Usual project organization: {bin,data,results,manuscripts}

# Create a whole folder structure, avoid spaces
mkdir -p project_htlv/{raw_data,metadata,curated_data,output}

mkdir results-$(date +%F)

Wilcard list

[:alpha:] any upper/lowercase letter or [a-zA-Z]
[:digit:] any digits or [0-9].
[:alnum:] any alphabet and digit or [a-zA-Z0-9]
[:upper:] uppercase or [A-Z]
[:lower:] lowercase latter or [a-z]
[:blank:] space and tab
[:print:] printable characters
[:cntrl:] non-printable characters
[:space:] white-space
[:xdigit:] hexadecimal digits
[:ascii:] ASCII characters
[:word:] alphanumeric characters including underscore(_)
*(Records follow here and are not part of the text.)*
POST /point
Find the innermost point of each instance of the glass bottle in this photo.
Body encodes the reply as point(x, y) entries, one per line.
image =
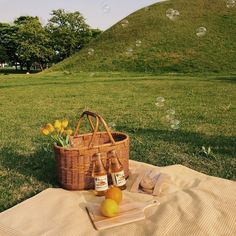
point(100, 176)
point(117, 171)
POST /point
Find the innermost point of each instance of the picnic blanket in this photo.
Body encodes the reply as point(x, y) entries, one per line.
point(192, 204)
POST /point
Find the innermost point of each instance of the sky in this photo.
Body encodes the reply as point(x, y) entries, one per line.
point(98, 13)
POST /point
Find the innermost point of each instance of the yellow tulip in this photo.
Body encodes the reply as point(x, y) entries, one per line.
point(50, 127)
point(44, 131)
point(57, 125)
point(64, 123)
point(69, 132)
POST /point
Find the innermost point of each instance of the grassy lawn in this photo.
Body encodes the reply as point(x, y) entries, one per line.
point(205, 106)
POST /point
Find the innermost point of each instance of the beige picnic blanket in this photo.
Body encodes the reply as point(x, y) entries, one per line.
point(191, 204)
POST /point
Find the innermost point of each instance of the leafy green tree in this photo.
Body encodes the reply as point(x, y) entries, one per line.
point(3, 55)
point(8, 42)
point(68, 32)
point(33, 42)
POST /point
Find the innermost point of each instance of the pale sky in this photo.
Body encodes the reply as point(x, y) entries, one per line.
point(98, 13)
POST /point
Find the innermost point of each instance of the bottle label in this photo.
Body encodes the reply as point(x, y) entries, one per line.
point(101, 183)
point(118, 178)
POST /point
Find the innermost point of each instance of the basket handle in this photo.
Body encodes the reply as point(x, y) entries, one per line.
point(98, 119)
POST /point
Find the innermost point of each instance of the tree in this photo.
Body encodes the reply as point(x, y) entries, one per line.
point(8, 41)
point(3, 55)
point(33, 42)
point(68, 32)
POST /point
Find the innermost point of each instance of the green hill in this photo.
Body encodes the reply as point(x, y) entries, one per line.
point(164, 45)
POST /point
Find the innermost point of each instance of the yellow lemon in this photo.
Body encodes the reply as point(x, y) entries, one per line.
point(57, 125)
point(50, 127)
point(109, 208)
point(44, 131)
point(114, 193)
point(64, 123)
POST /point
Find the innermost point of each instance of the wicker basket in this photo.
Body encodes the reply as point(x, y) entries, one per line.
point(74, 165)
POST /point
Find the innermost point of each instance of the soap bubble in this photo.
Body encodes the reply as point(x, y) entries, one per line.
point(172, 14)
point(90, 51)
point(138, 43)
point(160, 102)
point(175, 124)
point(230, 3)
point(112, 125)
point(201, 31)
point(124, 23)
point(106, 8)
point(129, 51)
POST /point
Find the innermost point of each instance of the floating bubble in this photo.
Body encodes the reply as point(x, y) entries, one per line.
point(138, 43)
point(129, 51)
point(124, 23)
point(172, 14)
point(201, 31)
point(230, 3)
point(90, 51)
point(175, 124)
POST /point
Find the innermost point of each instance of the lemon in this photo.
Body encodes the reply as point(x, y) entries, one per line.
point(114, 193)
point(109, 208)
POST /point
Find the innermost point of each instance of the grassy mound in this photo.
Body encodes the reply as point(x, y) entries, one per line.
point(166, 45)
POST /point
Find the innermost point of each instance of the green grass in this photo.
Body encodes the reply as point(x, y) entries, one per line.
point(167, 46)
point(29, 101)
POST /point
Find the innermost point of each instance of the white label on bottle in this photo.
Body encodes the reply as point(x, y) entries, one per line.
point(118, 178)
point(101, 183)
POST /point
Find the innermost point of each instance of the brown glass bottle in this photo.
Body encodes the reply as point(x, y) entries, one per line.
point(100, 176)
point(117, 171)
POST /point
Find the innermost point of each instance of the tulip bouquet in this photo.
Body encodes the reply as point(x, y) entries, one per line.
point(59, 132)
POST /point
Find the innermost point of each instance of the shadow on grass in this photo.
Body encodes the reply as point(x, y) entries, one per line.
point(40, 165)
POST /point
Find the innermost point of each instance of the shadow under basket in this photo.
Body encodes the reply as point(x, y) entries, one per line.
point(74, 165)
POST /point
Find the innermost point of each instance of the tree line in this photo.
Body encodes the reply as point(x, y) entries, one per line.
point(27, 43)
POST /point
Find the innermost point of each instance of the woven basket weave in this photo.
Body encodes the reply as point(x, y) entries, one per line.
point(74, 165)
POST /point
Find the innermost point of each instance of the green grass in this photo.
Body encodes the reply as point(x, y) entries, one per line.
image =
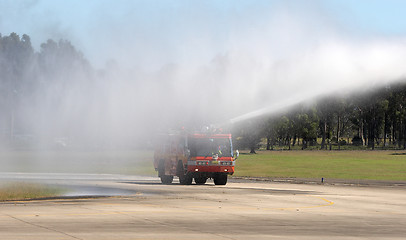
point(372, 165)
point(24, 191)
point(114, 162)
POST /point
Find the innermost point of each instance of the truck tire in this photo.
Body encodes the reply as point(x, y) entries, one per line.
point(165, 179)
point(220, 179)
point(200, 180)
point(186, 179)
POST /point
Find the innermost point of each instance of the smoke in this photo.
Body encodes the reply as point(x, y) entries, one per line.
point(167, 65)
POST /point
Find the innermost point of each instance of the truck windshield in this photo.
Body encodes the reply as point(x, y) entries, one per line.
point(207, 147)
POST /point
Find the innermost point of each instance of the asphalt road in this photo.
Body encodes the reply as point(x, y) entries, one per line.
point(141, 208)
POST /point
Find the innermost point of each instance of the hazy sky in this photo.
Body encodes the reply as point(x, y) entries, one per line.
point(152, 33)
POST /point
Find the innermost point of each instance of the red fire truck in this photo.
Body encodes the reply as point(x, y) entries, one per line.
point(197, 156)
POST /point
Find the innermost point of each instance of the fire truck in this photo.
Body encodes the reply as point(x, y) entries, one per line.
point(197, 156)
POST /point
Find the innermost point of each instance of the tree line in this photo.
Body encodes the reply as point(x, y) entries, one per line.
point(376, 119)
point(56, 92)
point(33, 84)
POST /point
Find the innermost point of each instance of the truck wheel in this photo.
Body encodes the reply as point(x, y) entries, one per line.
point(166, 179)
point(186, 179)
point(200, 180)
point(220, 179)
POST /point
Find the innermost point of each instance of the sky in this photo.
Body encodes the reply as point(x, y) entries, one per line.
point(152, 33)
point(245, 56)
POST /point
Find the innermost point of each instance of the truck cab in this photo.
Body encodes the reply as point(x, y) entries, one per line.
point(197, 156)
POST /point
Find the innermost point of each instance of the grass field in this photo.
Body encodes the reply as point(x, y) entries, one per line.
point(24, 191)
point(373, 165)
point(115, 162)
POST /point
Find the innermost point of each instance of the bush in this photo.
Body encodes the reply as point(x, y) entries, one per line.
point(356, 141)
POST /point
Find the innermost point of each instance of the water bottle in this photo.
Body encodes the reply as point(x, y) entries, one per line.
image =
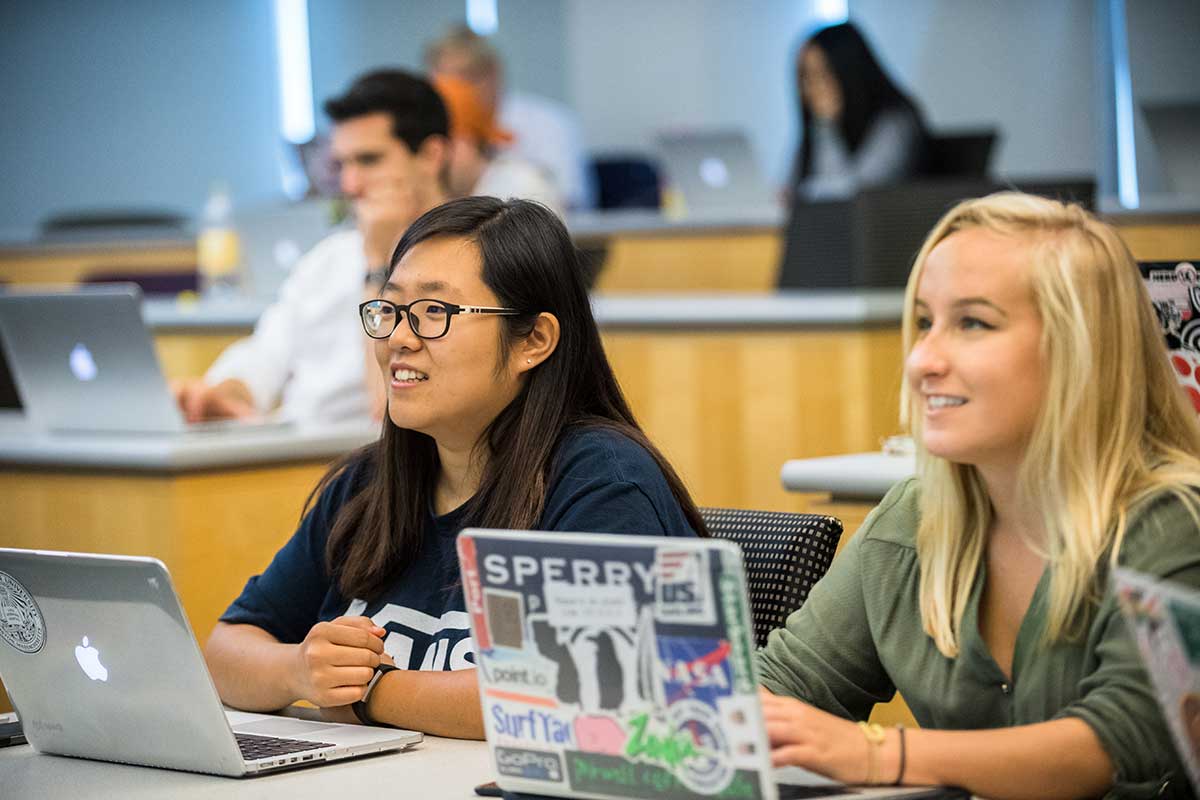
point(219, 254)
‘^It’ #starts the line with It ‘[0-9]+’ #line with numbers [!a-d]* # negates [^A-Z] #match anything not in the set [‘[:punct:]’] #comma or . [a|b|c] a or b or c (cat|dog) cat or dog

Visualization

View or merge huge files cat, zcat, also: more, less, head and tail (use q to exit)

head -n 5 file.txt 
head -5 file.txt
# Example
x="Hola amiguitos!"
echo $x > hello.txt
cat hello.txt

## Excercise, using cat concat a list of fasta files

E. System

Check jobs running

ps aux

#dynamic realtime view
top 

#kill a process
kill number
kill -9 number
kill -9 %<num>

#disk space
df -h

Clusters

#For clusters
myquota

#memory 
free -h

#who is logged
w
who -a
whoami

#uptime
uptime

#network
ifconfig

#User and passwd
adduser xxxid
adduser xxxide -g bioinf

Copy from the server

rsync
scp

F. Scripting

All programs exit with an exit-status $? (0: Successfully, nonzero: error)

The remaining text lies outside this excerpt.